The White House says it has declassified a GOP-authored memo on the Russia probe. That clears the way for the House Intelligence Committee to release the document, which is based on classified information and alleges the FBI abused U.S. government surveillance powers in its investigation into Russian election interference.

Principal Deputy Press Secretary Raj Shah says President Donald Trump cleared the way for publication of the controversial memo, despite objections from the FBI. The four-page memo was drafted by Republicans on the committee chaired by Rep. Devin Nunes of California.

The FBI, Justice Department and Democrats have furiously lobbied Trump to stop the release. They say it could harm national security and mislead the public. Republicans on the committee have said they believe they've uncovered serious misconduct that needs to be made public.

___

7:12 a.m.

President Donald Trump is lashing out at Democrats, as he criticizes the FBI over the investigation of potential ties between Russia and his 2016 campaign.

Trump tweeted a quote from the head of the conservative group Judicial Watch Friday morning.

He tweeted: "'You had Hillary Clinton and the Democratic Party try to hide the fact that they gave money to GPS Fusion to create a Dossier which was used by their allies in the Obama Administration to convince a Court misleadingly, by all accounts, to spy on the Trump Team.' Tom Fitton, JW"

Fitton appeared on "Fox and Friends" Friday.

Trump is expected to clear the way for the publication of a classified memo on the Russia investigation that Republicans say shows improper use of surveillance by the FBI.

___

6:45 a.m.

President Donald Trump is accusing the FBI and Justice Department of playing politics "in favor of Democrats and against Republicans."

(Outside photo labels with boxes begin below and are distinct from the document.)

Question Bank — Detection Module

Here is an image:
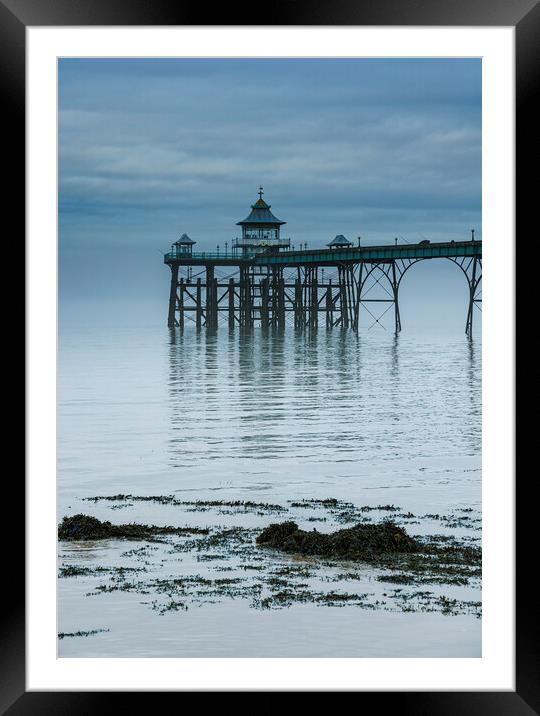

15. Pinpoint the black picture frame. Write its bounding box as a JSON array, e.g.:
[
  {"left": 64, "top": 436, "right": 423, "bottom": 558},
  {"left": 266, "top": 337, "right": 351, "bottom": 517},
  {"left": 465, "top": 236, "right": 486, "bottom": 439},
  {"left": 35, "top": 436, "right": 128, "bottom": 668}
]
[{"left": 10, "top": 0, "right": 540, "bottom": 716}]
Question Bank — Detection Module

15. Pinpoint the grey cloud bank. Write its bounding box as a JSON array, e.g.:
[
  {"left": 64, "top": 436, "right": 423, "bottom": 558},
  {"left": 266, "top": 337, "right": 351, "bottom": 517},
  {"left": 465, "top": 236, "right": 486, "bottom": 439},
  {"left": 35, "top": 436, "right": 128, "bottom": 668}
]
[{"left": 59, "top": 59, "right": 481, "bottom": 328}]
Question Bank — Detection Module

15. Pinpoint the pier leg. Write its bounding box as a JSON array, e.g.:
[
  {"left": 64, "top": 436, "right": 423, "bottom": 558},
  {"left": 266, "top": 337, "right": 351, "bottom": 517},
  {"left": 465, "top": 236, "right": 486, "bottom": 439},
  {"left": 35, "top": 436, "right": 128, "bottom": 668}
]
[
  {"left": 167, "top": 264, "right": 178, "bottom": 328},
  {"left": 338, "top": 266, "right": 349, "bottom": 328},
  {"left": 229, "top": 278, "right": 234, "bottom": 328},
  {"left": 178, "top": 278, "right": 184, "bottom": 329},
  {"left": 392, "top": 261, "right": 401, "bottom": 333},
  {"left": 206, "top": 266, "right": 214, "bottom": 328},
  {"left": 294, "top": 278, "right": 302, "bottom": 328},
  {"left": 326, "top": 279, "right": 334, "bottom": 328},
  {"left": 195, "top": 278, "right": 202, "bottom": 329},
  {"left": 309, "top": 268, "right": 319, "bottom": 331},
  {"left": 465, "top": 256, "right": 480, "bottom": 338},
  {"left": 278, "top": 271, "right": 285, "bottom": 330},
  {"left": 260, "top": 278, "right": 269, "bottom": 328}
]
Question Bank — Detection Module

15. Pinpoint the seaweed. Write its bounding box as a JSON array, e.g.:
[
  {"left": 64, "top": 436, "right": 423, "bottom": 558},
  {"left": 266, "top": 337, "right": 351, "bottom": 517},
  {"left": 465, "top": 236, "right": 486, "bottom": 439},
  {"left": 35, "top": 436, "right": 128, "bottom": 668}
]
[
  {"left": 257, "top": 520, "right": 422, "bottom": 562},
  {"left": 58, "top": 514, "right": 210, "bottom": 541}
]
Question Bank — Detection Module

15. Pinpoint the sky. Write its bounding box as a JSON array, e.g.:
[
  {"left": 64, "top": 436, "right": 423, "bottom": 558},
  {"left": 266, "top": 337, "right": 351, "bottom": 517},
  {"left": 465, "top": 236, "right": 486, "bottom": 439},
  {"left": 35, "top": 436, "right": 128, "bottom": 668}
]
[{"left": 58, "top": 58, "right": 482, "bottom": 328}]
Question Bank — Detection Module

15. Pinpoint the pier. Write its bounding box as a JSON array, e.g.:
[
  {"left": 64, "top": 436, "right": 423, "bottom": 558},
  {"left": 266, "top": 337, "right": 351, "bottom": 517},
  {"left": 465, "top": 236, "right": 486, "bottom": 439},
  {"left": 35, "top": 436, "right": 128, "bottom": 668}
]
[{"left": 163, "top": 188, "right": 482, "bottom": 337}]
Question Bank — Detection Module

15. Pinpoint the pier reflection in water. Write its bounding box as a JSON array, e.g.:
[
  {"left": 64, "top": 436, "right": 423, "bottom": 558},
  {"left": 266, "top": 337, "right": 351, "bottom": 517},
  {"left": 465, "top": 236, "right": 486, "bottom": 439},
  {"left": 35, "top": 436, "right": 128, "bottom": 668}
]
[
  {"left": 169, "top": 330, "right": 481, "bottom": 491},
  {"left": 58, "top": 328, "right": 481, "bottom": 657}
]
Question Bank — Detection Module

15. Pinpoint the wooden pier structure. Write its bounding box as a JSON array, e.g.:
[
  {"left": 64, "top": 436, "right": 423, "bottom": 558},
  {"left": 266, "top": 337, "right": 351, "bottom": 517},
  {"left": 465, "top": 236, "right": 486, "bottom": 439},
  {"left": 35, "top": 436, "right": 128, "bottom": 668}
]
[{"left": 164, "top": 189, "right": 482, "bottom": 336}]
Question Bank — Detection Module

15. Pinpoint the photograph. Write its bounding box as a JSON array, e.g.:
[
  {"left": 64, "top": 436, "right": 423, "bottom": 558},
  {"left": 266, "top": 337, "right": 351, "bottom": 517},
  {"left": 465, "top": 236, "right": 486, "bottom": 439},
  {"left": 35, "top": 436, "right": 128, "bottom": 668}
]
[{"left": 56, "top": 58, "right": 486, "bottom": 665}]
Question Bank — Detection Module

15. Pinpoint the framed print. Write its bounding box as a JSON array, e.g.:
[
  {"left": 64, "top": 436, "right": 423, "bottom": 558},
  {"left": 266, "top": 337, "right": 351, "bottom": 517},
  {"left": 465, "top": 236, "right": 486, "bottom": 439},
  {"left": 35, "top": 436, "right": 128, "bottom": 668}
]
[{"left": 8, "top": 2, "right": 539, "bottom": 714}]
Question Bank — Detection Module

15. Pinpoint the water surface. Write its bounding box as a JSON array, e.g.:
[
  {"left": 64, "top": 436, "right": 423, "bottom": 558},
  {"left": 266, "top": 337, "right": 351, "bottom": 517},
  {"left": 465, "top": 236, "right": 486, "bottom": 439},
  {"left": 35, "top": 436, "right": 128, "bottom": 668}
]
[{"left": 58, "top": 327, "right": 481, "bottom": 657}]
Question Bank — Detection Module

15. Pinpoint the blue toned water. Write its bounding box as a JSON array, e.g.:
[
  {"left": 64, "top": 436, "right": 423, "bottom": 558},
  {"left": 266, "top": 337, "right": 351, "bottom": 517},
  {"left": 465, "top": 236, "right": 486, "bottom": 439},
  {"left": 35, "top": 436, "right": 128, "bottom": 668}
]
[{"left": 58, "top": 328, "right": 481, "bottom": 657}]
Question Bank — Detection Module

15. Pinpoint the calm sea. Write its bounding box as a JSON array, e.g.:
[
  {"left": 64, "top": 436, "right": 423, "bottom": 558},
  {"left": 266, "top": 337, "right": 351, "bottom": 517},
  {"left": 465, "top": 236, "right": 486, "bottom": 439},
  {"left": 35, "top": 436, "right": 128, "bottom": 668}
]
[{"left": 58, "top": 327, "right": 481, "bottom": 657}]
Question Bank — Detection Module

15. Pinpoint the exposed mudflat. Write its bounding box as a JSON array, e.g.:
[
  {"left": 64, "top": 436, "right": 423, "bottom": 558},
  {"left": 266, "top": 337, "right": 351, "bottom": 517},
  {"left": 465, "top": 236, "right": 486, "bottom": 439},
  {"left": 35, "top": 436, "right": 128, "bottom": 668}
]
[{"left": 59, "top": 495, "right": 481, "bottom": 637}]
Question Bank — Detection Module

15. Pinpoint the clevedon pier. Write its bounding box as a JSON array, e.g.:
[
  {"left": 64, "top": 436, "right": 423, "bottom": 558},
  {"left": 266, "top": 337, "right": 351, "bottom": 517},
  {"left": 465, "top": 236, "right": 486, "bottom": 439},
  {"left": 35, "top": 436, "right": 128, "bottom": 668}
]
[{"left": 164, "top": 188, "right": 482, "bottom": 337}]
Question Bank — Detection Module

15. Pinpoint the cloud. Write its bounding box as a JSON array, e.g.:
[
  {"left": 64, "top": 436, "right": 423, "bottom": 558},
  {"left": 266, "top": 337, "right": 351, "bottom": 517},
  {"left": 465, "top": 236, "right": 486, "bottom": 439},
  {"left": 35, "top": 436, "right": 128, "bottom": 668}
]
[{"left": 59, "top": 59, "right": 481, "bottom": 300}]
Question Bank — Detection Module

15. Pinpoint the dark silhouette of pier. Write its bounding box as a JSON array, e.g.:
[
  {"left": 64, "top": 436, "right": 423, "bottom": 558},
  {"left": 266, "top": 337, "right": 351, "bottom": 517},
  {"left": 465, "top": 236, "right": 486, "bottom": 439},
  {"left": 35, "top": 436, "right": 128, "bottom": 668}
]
[{"left": 164, "top": 188, "right": 482, "bottom": 336}]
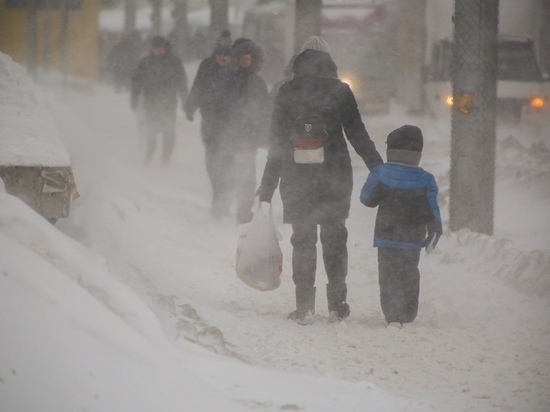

Trump tweets: "The top Leadership and Investigators of the FBI and the Justice Department have politicized the sacred investigative process in favor of Democrats and against Republicans - something which would have been unthinkable just a short time ago. Rank & File are great people!"

White House officials say President Donald Trump will allow the publication of a classified memo prepared by Republicans accusing the FBI of abusive surveillance tactics in the Russia investigation.

The memo is said to allege FBI misconduct in the initial stages of its investigation of potential ties between Russia and Trump's 2016 campaign.

____

12:19 a.m.

White House officials say President Donald Trump will clear the way for the publication of a classified memo on the Russia investigation.

The memo, prepared by Republicans on the House intelligence committee, is said to allege FBI misconduct in the initial stages of its investigation of potential ties between Russia and Trump's 2016 campaign.

Trump's Justice Department furiously lobbied Trump to stop the release, saying it could harm national security and mislead the public.

A White House official said Congress would probably be informed of the decision Friday. A second official said Trump was likely to declassify the congressional memo but the precise method for making it public was still being figured out. The officials were not authorized to be quoted about private deliberations and spoke on condition of anonymity.